Toda criança tem um bolo que marca a infância. O meu não era de chocolate. Enquanto os aniversários ao meu redor eram decorados com cobertura escura e granulado, o meu pai sempre chegava em casa com um bolo Moca. Textura amanteigada, com aquele aroma de castanha que se espalhava pela casa antes mesmo de cortarmos a primeira fatia. E não era preciso esperar um aniversário de verdade para justificar a festa. Bastava reunir as bonecas em volta da mesa, acender uma vela e cantar parabéns para qualquer uma delas. Sempre havia motivo para celebrar quando o bolo Moca chegava. De origem europeia que, em Porto Velho, virou tradição genuinamente local. Tem aquele aspecto roteirizado do filme Ratatouille: basta sentir o aroma para reviver a cena inteira. E é também um bolo que divide a cidade entre quem sabe fazer e quem não sabe, porque o ponto certo da manteiga, a textura da massa e o equilíbrio do doce não se aprendem em qualquer receita de internet. O conceito vem de ensinamento geracional. Meus eternos agradecimentos à dona Dora, do Caiari, e ao saudoso Dudu, da Casa do Bolo Moca, que nunca irei esquecer. Conto essa lembrança porque ela ilustra algo que muitos não percebem: a gastronomia é, antes de qualquer coisa, um mapa do território.
Ela carrega a geografia, a história de colonização, os ingredientes que a terra oferece e até a forma como uma comunidade decidiu comemorar a vida. Quando alguém prova um prato típico de verdade, não está apenas alimentando o corpo. Está lendo um pedaço da identidade local.

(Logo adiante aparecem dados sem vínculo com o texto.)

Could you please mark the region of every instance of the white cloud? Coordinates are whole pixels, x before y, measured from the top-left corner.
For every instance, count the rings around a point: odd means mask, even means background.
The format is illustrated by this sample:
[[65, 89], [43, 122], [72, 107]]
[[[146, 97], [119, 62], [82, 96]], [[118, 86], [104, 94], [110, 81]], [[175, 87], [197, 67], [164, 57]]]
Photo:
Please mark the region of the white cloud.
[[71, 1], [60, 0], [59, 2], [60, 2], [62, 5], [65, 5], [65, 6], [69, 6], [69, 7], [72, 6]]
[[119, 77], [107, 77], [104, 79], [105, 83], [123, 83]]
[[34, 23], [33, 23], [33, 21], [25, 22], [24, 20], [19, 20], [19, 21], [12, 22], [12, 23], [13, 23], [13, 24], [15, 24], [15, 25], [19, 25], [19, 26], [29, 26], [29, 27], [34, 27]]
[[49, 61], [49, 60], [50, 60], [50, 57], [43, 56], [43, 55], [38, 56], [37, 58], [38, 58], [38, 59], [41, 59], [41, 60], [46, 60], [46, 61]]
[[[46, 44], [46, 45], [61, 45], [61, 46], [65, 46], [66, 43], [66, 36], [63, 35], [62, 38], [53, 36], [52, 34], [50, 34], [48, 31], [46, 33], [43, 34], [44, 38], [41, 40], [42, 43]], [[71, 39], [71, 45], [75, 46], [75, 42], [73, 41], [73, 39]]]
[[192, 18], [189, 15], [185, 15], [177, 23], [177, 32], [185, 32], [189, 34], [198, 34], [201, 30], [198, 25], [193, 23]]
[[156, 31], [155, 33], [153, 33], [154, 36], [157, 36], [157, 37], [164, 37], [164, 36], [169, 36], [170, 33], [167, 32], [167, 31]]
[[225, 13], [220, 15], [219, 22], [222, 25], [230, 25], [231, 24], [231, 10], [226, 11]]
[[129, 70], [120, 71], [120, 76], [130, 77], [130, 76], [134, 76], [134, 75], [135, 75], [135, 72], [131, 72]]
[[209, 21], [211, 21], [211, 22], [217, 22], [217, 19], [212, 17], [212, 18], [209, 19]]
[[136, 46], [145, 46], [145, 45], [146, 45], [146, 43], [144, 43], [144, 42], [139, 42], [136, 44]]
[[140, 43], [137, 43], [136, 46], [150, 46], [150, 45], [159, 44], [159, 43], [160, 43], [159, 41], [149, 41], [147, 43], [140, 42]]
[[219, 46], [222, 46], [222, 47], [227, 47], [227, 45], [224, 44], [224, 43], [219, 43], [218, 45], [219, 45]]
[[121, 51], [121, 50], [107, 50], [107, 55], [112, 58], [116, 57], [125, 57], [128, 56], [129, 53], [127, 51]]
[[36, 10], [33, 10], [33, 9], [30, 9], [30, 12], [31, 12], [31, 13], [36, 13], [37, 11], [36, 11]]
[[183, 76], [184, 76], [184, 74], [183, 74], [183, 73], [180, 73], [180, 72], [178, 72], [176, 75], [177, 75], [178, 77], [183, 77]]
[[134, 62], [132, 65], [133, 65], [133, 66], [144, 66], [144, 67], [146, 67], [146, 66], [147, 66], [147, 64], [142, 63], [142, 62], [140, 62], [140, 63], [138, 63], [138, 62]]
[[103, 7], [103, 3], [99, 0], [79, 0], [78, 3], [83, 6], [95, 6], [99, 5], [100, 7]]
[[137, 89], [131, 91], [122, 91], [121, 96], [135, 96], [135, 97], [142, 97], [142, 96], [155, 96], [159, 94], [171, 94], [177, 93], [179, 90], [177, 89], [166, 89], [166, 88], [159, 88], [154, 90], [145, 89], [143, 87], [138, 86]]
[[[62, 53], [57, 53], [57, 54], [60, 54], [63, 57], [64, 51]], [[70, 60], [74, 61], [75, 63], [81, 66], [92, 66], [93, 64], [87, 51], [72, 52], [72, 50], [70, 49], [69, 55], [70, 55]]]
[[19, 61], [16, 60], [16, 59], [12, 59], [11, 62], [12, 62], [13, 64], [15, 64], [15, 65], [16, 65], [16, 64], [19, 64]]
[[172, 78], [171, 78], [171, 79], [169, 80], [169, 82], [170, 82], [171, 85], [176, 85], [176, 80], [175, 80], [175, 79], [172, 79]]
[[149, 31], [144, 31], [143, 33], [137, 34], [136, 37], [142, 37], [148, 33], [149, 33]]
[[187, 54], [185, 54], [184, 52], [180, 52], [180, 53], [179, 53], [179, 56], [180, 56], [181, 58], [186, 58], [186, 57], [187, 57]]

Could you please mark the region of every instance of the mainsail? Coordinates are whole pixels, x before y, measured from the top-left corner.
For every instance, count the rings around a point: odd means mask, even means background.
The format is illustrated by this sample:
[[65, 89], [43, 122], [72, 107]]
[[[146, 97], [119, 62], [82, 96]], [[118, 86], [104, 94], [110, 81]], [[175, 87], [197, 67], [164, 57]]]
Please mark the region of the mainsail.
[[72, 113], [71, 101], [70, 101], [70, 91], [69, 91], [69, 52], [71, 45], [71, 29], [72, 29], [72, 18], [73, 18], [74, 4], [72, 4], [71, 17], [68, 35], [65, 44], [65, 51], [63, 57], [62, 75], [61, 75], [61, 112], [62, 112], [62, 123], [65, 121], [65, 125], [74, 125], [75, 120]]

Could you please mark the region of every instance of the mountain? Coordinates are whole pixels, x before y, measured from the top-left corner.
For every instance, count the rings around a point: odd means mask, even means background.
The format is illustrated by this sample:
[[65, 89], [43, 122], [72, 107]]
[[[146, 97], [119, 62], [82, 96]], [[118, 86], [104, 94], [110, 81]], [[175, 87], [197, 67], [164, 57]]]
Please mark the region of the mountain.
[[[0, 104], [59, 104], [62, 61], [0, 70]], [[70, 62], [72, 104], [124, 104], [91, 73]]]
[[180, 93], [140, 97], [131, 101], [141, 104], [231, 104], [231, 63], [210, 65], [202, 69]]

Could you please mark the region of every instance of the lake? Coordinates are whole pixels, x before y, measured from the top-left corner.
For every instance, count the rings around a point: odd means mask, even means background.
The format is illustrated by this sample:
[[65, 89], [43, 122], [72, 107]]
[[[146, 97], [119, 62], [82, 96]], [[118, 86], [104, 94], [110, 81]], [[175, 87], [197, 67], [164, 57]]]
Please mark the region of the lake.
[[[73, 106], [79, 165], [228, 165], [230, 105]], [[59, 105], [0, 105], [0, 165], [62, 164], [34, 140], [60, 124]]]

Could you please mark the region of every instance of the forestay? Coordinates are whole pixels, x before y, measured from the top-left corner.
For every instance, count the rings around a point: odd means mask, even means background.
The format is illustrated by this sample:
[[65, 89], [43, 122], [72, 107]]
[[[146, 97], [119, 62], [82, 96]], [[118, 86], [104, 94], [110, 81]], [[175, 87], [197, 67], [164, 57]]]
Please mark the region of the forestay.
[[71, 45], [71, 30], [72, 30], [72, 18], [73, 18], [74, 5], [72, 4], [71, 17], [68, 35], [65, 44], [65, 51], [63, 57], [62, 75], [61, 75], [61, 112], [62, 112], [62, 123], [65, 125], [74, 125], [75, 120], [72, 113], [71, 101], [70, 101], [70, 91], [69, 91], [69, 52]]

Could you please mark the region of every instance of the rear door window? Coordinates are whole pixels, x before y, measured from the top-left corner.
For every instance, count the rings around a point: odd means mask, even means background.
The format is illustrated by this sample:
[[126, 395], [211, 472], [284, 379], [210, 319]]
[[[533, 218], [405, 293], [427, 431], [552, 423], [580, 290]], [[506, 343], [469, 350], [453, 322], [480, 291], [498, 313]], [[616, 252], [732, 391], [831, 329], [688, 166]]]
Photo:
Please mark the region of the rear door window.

A Região Norte compartilha uma base gastronômica reconhecível pelos seus peixes de água doce, os frutos da floresta, o tucupi, a macaxeira em suas mil formas. Mas dentro dessa unidade aparente, cada estado fala um dialeto culinário próprio. No Pará, o açaí acompanha camarão em pratos salgados, contrariando qualquer expectativa de quem só conhece o açaí doce das tigelas fitness do Sudeste. Em Tocantins e Roraima, a paçoca de carne seca pilada no pilão ganha protagonismo. E há o tacacá, de origem indígena, que nasceu paraense e conquistou o paladar de toda a região: em Rondônia, é item presente em quase todo cardápio de rua. Sua variação mais curiosa é em Guajará-Mirim que ganhou uma versão própria, servido com pipoca, um detalhe que mostra como um prato viaja e se adapta sem perder sua essência. Rondônia, no entanto, não vive apenas dos pratos emprestados dos vizinhos. Em 2016, a Superintendência Estadual de Turismo, em parceria com a Fecomércio RO – através do Senac, criou o Pirarucu Rondon, prato oficializado por portaria como símbolo gastronômico de Porto Velho.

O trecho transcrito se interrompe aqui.